Department of Experimental Medicine and Biotechnology, Post Graduate Institute of Medical Education and Research, Chandigarh, India.
Mol Cell Biochem. 2009 Nov;331(1-2):187-92. doi: 10.1007/s11010-009-0157-7. Epub 2009 May 17.
Both idiopathic restrictive cardiomyopathy (IRCM) and hypertrophic cardiomyopathy (HCM) are part of the same disease spectrum and are due to sarcomeric gene mutations. A patient with restrictive physiology without left ventricular hypertrophy (LVH) would be diagnosed as IRCM, while one with LVH would be diagnosed as HCM with restrictive physiology. We studied a group of patients with restrictive physiology for mutations in beta-myosin heavy chain (MYH7) and troponin I (TNNI3) gene. Consecutive probands in the HCM and IRCM cohort over a 4-year period were considered for this study. These included 10 IRCM and 102 HCM patients. All were Asian Indians. Among the 17 patients who had restrictive physiology 10 were IRCM patients and seven were HCM patients. Of the HCM patients, seven (6.9%) had restrictive physiology. Mean age of these 17 patients was 40.1 +/- 19.2 years (range: 15-67 ), six (35.3%) were males. Maximal left ventricular wall thickness of the seven HCM probands was 20.7 +/- 5.2 mm (range: 16-31), while it was normal in the IRCM probands. Ten probands (58.8%) were in NYHA class III or IV. Seven patients (41.2%) had atrial fibrillation. All the probands were screened for mutations in selected exons of MYH7 and TNNI3 genes. One IRCM patient was found to have p.Arg721Lys mutation in the MYH7 gene. She died due to progressive congestive cardiac failure at the age of 47 years. One HCM proband with a maximal left ventricular wall thickness of 17 mm had p.Arg192His mutation in the TNNI3 gene. She had features consistent with restrictive physiology. Her father and sister had died of restrictive cardiomyopathy. IRCM and HCM with restrictive physiology, both are part of the clinical expression of MYH7 and TNNI3 mutations and lead to worse clinical onset and progression of the disease.

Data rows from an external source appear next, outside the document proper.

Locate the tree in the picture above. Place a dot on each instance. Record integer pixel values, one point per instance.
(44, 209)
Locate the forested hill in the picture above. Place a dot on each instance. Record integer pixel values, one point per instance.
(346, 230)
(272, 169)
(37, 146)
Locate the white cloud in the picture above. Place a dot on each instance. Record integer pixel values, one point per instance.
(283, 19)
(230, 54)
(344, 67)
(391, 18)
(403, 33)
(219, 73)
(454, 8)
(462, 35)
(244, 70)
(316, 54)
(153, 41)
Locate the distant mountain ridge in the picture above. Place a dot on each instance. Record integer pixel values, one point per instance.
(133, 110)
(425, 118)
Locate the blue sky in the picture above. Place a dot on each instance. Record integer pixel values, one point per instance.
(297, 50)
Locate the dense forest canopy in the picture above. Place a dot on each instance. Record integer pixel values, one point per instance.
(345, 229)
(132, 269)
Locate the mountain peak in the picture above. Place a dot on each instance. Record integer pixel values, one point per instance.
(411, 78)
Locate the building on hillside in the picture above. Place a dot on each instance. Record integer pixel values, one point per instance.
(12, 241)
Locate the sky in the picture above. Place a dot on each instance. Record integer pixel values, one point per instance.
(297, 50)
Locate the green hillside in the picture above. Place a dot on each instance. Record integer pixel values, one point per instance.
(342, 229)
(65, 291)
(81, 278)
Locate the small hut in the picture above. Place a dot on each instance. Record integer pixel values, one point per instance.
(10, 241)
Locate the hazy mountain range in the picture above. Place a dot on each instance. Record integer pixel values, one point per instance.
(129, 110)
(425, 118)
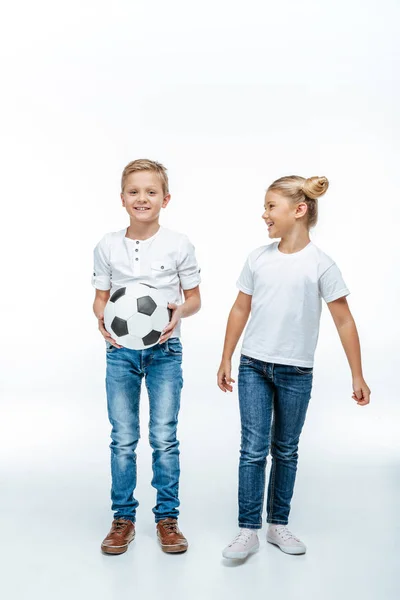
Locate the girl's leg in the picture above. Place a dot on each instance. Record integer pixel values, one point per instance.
(255, 399)
(293, 390)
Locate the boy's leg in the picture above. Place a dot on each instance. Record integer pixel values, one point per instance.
(255, 400)
(123, 381)
(164, 384)
(293, 390)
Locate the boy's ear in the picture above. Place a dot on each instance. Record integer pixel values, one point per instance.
(167, 198)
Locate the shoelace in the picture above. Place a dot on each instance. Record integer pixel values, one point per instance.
(119, 526)
(170, 527)
(241, 538)
(285, 534)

特发性限制型心肌病 (IRCM) 和肥厚型心肌病 (HCM) 均属于同一疾病谱,是由肌节基因突变引起的。无左心室肥厚 (LVH) 的限制型生理患者将被诊断为 IRCM,而有 LVH 的患者将被诊断为具有限制型生理的 HCM。我们研究了一组限制型生理的患者,检测他们的β-肌球蛋白重链 (MYH7) 和肌钙蛋白 I (TNNI3) 基因突变。在四年的时间里,连续入选 HCM 和 IRCM 队列中的先证者进行这项研究。这包括 10 例 IRCM 和 102 例 HCM 患者。所有患者均为亚洲裔印度人。在 17 例具有限制型生理的患者中,10 例为 IRCM 患者,7 例为 HCM 患者。在 HCM 患者中,有 7 例 (6.9%) 具有限制型生理。这 17 名患者的平均年龄为 40.1 +/- 19.2 岁 (范围:15-67),其中 6 名 (35.3%) 为男性。7 例 HCM 先证者的最大左心室壁厚度为 20.7 +/- 5.2mm (范围:16-31),而 IRCM 先证者的左心室壁厚度正常。10 名先证者 (58.8%) 处于纽约心脏协会 (NYHA) 心功能分级 III 或 IV 级。7 名患者 (41.2%) 患有心房颤动。所有先证者均筛查了 MYH7 和 TNNI3 基因的选定外显子突变。一名 IRCM 患者在 MYH7 基因中发现 p.Arg721Lys 突变。她在 47 岁时因进行性充血性心力衰竭而死亡。一名最大左心室壁厚度为 17mm 的 HCM 先证者在 TNNI3 基因中发现 p.Arg192His 突变。她具有限制型生理的特征。她的父亲和妹妹因限制型心肌病而死亡。IRCM 和具有限制型生理的 HCM 均属于 MYH7 和 TNNI3 突变的临床表现的一部分,导致疾病的临床发作和进展更差。